Costas appeared on HBO’s “Real Time with Bill Maher” alongside Atlantic staff writer Caitlin Flanagan. Maher spoke of the lawsuit filed by transgender University of Pennsylvania swimmer Lia Thomas against World Aquatics so Thomas could compete in women’s swimming at the Summer Olympics. He asked whether permitting trans-identifying athletes to compete against women was fair.
“Without getting too deep into this, people may not realize this, the individual federations that govern these sports make up their own rules,” Costas answered. “So World Aquatics may have different rules than FIFA or the Track and Field Association. So I understand that when it comes to Olympic boxing, that federation will allow trans women to compete against biological women, at birth biological women. That seems crazy.”

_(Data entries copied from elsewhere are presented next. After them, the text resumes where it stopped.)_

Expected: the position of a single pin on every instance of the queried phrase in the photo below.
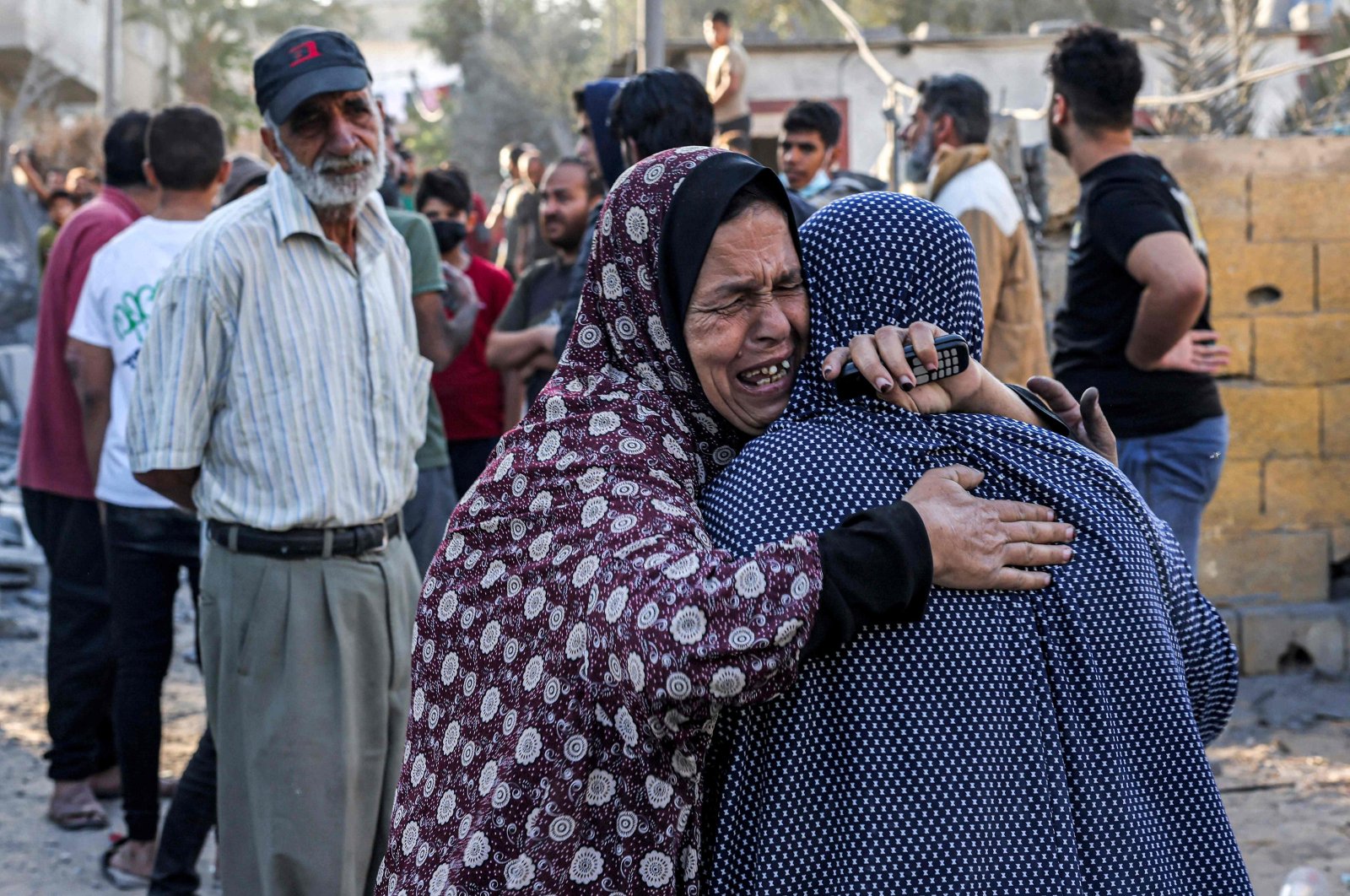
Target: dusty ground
(1282, 765)
(37, 859)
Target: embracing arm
(1207, 650)
(732, 628)
(881, 358)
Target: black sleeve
(567, 313)
(878, 569)
(1122, 215)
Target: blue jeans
(1178, 472)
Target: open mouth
(769, 374)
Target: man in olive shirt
(429, 510)
(524, 335)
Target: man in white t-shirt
(148, 538)
(726, 72)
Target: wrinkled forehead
(879, 259)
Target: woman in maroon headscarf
(578, 632)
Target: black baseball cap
(303, 62)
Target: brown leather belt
(296, 544)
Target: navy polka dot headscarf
(1009, 742)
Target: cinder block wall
(1276, 215)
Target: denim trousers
(1178, 472)
(80, 663)
(191, 818)
(146, 551)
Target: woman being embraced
(578, 632)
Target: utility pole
(651, 53)
(112, 60)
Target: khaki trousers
(307, 667)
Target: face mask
(817, 184)
(449, 235)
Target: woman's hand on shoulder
(986, 544)
(1083, 416)
(881, 358)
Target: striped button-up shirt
(289, 374)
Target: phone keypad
(948, 364)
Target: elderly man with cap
(281, 396)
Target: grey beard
(337, 191)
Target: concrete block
(1222, 205)
(1334, 277)
(1287, 636)
(1303, 351)
(1299, 207)
(1336, 421)
(1340, 544)
(1272, 421)
(1293, 564)
(1237, 505)
(1262, 278)
(1235, 332)
(1307, 491)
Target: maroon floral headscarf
(578, 632)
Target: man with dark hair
(658, 110)
(526, 331)
(148, 538)
(281, 394)
(596, 142)
(60, 205)
(947, 148)
(478, 402)
(517, 213)
(807, 158)
(524, 246)
(60, 504)
(1136, 319)
(247, 173)
(728, 69)
(508, 166)
(661, 110)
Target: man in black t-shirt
(524, 335)
(1136, 319)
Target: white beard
(326, 191)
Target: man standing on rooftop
(281, 396)
(726, 72)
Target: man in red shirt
(478, 402)
(58, 497)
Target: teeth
(773, 370)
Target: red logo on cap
(304, 53)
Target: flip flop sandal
(168, 788)
(78, 818)
(119, 877)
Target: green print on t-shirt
(132, 313)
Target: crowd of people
(533, 548)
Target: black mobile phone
(953, 355)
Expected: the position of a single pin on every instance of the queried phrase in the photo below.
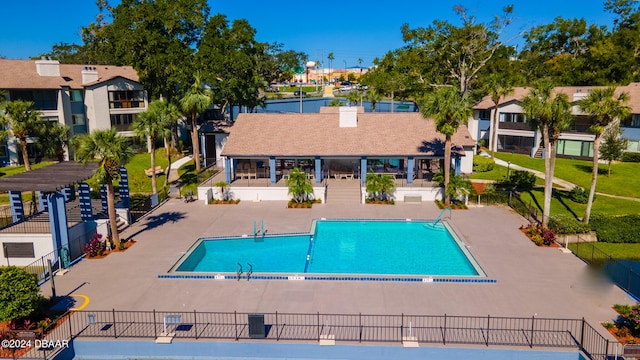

“You don’t want to be called — it’s not transphobic to say ‘Let’s inject some common sense here,’” he continued. “A lot of this is murky. We know that some people who use this as an issue actually are hostile towards trans people, or people who after carefully considered decision at a certain point in life, decide that they’ll be happier and closer to their true selves. I think any sensitive person is aligned with that. But — Sugar Ray Leonard didn’t fight Mike Tyson. They were contemporaries. Sugar Ray was a welterweight, Mike was a heavyweight, alright? If someday the best player in the WNBA can play in the NBA, everybody would applaud. But if the worst guy at the end of the bench on the worst team in the NBA went to the WNBA and averaged 40 points a game, everybody knows that’s bulls***.”
“What’s the answer for the trans athlete? What’s the answer? A separate division?” Maher pressed.
“Well, I don’t think you want just trans athletes competing against other trans athletes; they’re going to have to codify the rules that I’m not prepared to say exactly what those rules would entail but they’ll have to codify them so you don’t have a hodge-podge,” Costas replied.
“You know these kind of extreme cases, and I hate that we have to talk about them so much because it makes it [like] we have to say things that are cruel or hurtful to some people but you know, women’s and girls’ sports, they weren’t created as separate from men’s and boys’ because of some weird gendered thing like they have to wear pink, and they have to wear blue, they’re that way because of the profound sex differences between the sexes,” Flanagan chimed in. “That’s the reason. You don’t hear about any trans male athletes on a D1 basketball team… it’s the trans women who seem to be using a natural advantage that comes from sex-linked traits, you know, we women- we can’t compete.”
“But it might not be, at some point down the road, if it’s codified, and if you take the transition hormones and balance that out, and maybe that happens before puberty or shortly after, because even if you begin that hormone therapy, you retain some of the advantages that generally go with being a man, greater lung capacity, greater strength, etc., etc.,” Costas stated. “So they’re going to have to codify it. … We don’t want to be cruel or punitive toward someone who is trying to deal with a circumstance, but at the same time, we can’t throw common sense out the window.”